Tout cela a débouché sur des visions d’une Afrique criminelle ou victime, exploitée ou suicidaire selon le type de responsabilités que l’on veut établir devant le tribunal de l’Histoire. Soucieux de redresser ces prismes réducteurs qui donnent une vision caricaturale de l’Afrique au sud du Sahara, une trentaine d’auteurs se sont évertués à interroger, sur la base de grilles de lecture purement intellectuelles et d’expériences fructueuses de terrain, plus d une cinquantaine d’idées reçues sur l’Afrique.

Le fruit du travail qui a essayé de faire la part de vérité et d’erreur que ces lieux communs peuvent receler a coïncidé avec l’édition de l’ouvrage intitulé « L’Afrique des idées reçues ». Un ouvrage réalisé sous la direction de Georges Courade, directeur de recherches à l’Ird et professeur associé à l’université de Paris 1 (Panthéon Sorbonne) jusqu’en 2004. Avant-hier, ledit ouvrage a fait l’objet d’une conférence au Centre culturel français (Ccf) sous l’égide de l’Ird, en présence d’un large public, avec en modérateur le recteur de l’université de Dakar Abdou Salam Sall.

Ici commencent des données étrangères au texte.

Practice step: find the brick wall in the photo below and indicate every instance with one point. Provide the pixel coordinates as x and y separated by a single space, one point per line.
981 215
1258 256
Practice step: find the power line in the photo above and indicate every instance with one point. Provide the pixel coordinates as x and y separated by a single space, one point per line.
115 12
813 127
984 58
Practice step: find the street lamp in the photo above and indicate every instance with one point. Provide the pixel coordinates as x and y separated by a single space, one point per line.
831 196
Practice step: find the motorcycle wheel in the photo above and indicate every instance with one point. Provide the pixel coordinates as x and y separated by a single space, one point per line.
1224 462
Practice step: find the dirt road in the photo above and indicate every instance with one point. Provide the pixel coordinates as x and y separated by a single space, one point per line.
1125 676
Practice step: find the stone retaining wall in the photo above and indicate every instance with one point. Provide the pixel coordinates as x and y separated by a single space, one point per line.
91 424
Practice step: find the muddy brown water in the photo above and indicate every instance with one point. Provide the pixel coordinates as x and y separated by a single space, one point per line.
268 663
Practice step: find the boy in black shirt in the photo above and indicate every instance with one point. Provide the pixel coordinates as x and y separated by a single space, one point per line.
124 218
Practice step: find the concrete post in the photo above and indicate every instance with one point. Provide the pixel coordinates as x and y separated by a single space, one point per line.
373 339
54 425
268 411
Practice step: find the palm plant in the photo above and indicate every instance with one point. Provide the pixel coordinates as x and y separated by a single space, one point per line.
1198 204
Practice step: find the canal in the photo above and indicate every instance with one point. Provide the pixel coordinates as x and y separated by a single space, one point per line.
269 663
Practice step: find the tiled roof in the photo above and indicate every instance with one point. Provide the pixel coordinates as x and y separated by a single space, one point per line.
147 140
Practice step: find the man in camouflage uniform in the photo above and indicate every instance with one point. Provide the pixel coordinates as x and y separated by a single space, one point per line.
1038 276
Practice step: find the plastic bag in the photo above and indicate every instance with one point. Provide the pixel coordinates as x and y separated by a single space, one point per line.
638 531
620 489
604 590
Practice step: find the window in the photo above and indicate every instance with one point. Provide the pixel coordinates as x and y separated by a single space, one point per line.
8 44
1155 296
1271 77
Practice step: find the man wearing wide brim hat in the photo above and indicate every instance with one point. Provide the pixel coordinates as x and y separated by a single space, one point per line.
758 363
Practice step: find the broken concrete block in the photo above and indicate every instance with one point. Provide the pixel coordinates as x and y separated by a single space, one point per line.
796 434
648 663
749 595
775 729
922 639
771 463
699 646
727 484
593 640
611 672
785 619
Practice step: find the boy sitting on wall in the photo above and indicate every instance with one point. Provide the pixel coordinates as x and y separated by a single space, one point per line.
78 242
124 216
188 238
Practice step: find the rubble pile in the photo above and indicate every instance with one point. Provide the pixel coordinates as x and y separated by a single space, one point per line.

Généralisations et comparaisons abusives

Pour Georges Courade et Pierre Janin, tous deux chercheurs à l’Ird, qui ont introduit le sujet par l’entremise d’une présentation en flash, les préjugés et prismes réducteurs qui accompagnent les visions sur l’Afrique ne sont pas seulement caractéristiques d’une connaissance faussée du continent noir. Enjambant toute rigueur scientifique, ces idées reçues qui noircissent sans discontinuer le visage de l’Afrique, qualifiée de continent criminel, prédateur et corrompu n’expriment pour la plupart que des généralisations et des comparaisons abusives. Pis, elles se fondent sur des apparences sans sentir le besoin d’intégrer le cœur des phénomènes approchés. L’homme africain victime de rengaines nihilistes persistantes devient dès lors un être incapable de mouvement et figé face à la nécessaire évolution du temps et à la marche de l’Histoire.

C’est une telle vision qui poussa l’actuel président français Nicolas Sarkozy à déclamer dans la première institution universitaire d’Afrique de l’Ouest, celle de Dakar, ce principe essentialiste qui infantilise en tout temps l’homo africanus. Et Paul Wolfovitch, ancien secrétaire d’Etat américain et actuel directeur de la Banque mondiale, de qualifier l’Afrique de prédatrice de ses propres ressources.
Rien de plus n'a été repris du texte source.